GREG SHERIDAN
The Australian
March 24, 2005
THE pattern of senior appointments in Washington offers a fascinating insight into where the second Bush administration is heading. If you're a Bush critic, the good news is that George W. Bush is going to take the multilateral system and international issues hugely seriously. The bad news is just the same.
Bush is going to engage all the issues his critics claim he neglected in his first term - Third World development, the image of the US throughout the world, reform and reinvigoration of the UN. But he will do so in a way that is consistent with his political values.
Three appointments make this clear - Paul Wolfowitz to move from Deputy Secretary of Defence to president of the World Bank, John Bolton to move from under-secretary of state to US ambassador to the UN, and Karen Hughes, the President's former communications director, to become under-secretary of state for public diplomacy.
This is clearly earnest intent. They are all Bush insiders and genuine heavy hitters. Each will be criticised but each offers Bush the chance to make a real difference.
Wolfowitz was the intellectual behind the invasion of Iraq and must shoulder some blame for the many foul-ups. But he is much more than that. In the 1980s he was a popular and effective ambassador to Indonesia and a champion of serious US dialogue with the Muslim world.
The most interesting aspect of Wolfowitz's background, in terms of the World Bank appointment, is that he is a true neo-conservative. Neo-con is such a misused term, especially in Australia, as to have become almost meaningless. But it originally referred to Democrats, liberal on domestic issues and liberal internationalists, who were also anti-communist but became sickened by the anti-Americanism of the Left and thus defected to the Right, becoming Republicans.
Wolfowitz, who served in the Carter administration, fits this description perfectly.
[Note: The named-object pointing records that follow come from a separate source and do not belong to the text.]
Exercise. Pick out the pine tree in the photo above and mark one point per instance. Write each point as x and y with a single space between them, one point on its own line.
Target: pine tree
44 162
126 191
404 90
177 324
He believes in democracy and development. James Wolfensohn was a mixed grill as World Bank president. His message became woolly and confused by the NGO rhetoric he picked up in his attempts to make the World Bank more palatable to its critics. Wolfowitz will be more intellectually robust. He has a chance to move development issues, including aid, to the centre of US concerns.
Bolton is a bold appointment as UN ambassador. He is regarded as the hardest of hardliners and has made many speeches critical of the UN. But the UN desperately needs reform and appointing Bolton shows that Bush is taking the UNseriously.
Moreover, Bolton has already done the UN the greatest good turn of anyone in its history. In 1975 the UN General Assembly passed a foul and disgraceful resolution equating Zionism with racism. The magnificent Daniel Patrick Moynihan, a Democrat, then the US ambassador to the UN, famously pronounced: "The US rises to declare before the General Assembly of the UN, and before the world, that it does not acknowledge, it will not abide by, it will never acquiesce in this infamous act."
Enter Bolton. In 1991, in the administration of George H.W. Bush, Bolton was the critical actor in getting the resolution overturned. This was a prerequisite in rehabilitating the UN in US opinion. It was a classic example of tough love. Bolton is being compared to Moynihan and another US ambassador to the UN, Jeanne Kirkpatrick. But Bolton, though more conservative than either of those two, has a much more substantial record for getting things done.
In the first term of this presidency, for example, Bolton alone constructed the Proliferation Security Initiative, designed to prevent North Korea proliferating weapons technology as well as illegal drugs and other contraband. It was the most effective act of counter-proliferation in many a long year. It was also effective multilateralism, it just didn't involve the UN.
And finally there is Hughes. No adviser, not even Karl Rove on the domestic
side at the White House, or Condoleezza Rice when she was national security adviser, was closer to Bush personally than Hughes.
Although Hughes has no background in the Arab or Muslim worlds, where much of the work is to be done, she is enormously smart, is used to succeeding and has the full confidence of the President. Her appointment shows that Bush takes seriously the need to get America's message out and into play.
The war on terror is in many ways similar to the Cold War, but the US has not put in place anything like the vast information effort it ran in the Cold War. This is in part because the State Department, which would run such an effort, is seen by many in the Bush team as institutionally hostile to core elements of the Bush policy. No one has been keen to dole out money to State, much less for something mushy like public diplomacy.
But this State Department, under Rice, is going to be central to the second Bush administration. Bob Zoellick, the former US trade representative and now Rice's deputy, is an unusually senior person for the No.2 slot at State. It is almost unheard of to go down from being a cabinet member to being a sub-cabinet officer. But with Rice, Zoellick and Hughes at State and Bolton as UN ambassador, the State Department is now set up to be the key institution for Bush mark II.
None of this guarantees success for Bush's foreign policy, but it does indicate that he knows what his priorities are and has deployed his best people to address them. It does suggest that although BushII may speak to the world in a more gentle way, the message will be no different from Bush I.
Bush saw the way presidential power ebbed from his father in his last days in office. He is determined to use his time in office. He has tackled such big issues, he will be seen as either a very good or a very bad president, depending on how they work out. He is a profoundly interesting and complex politician. His mark on history, these appointments suggest, will be substantial.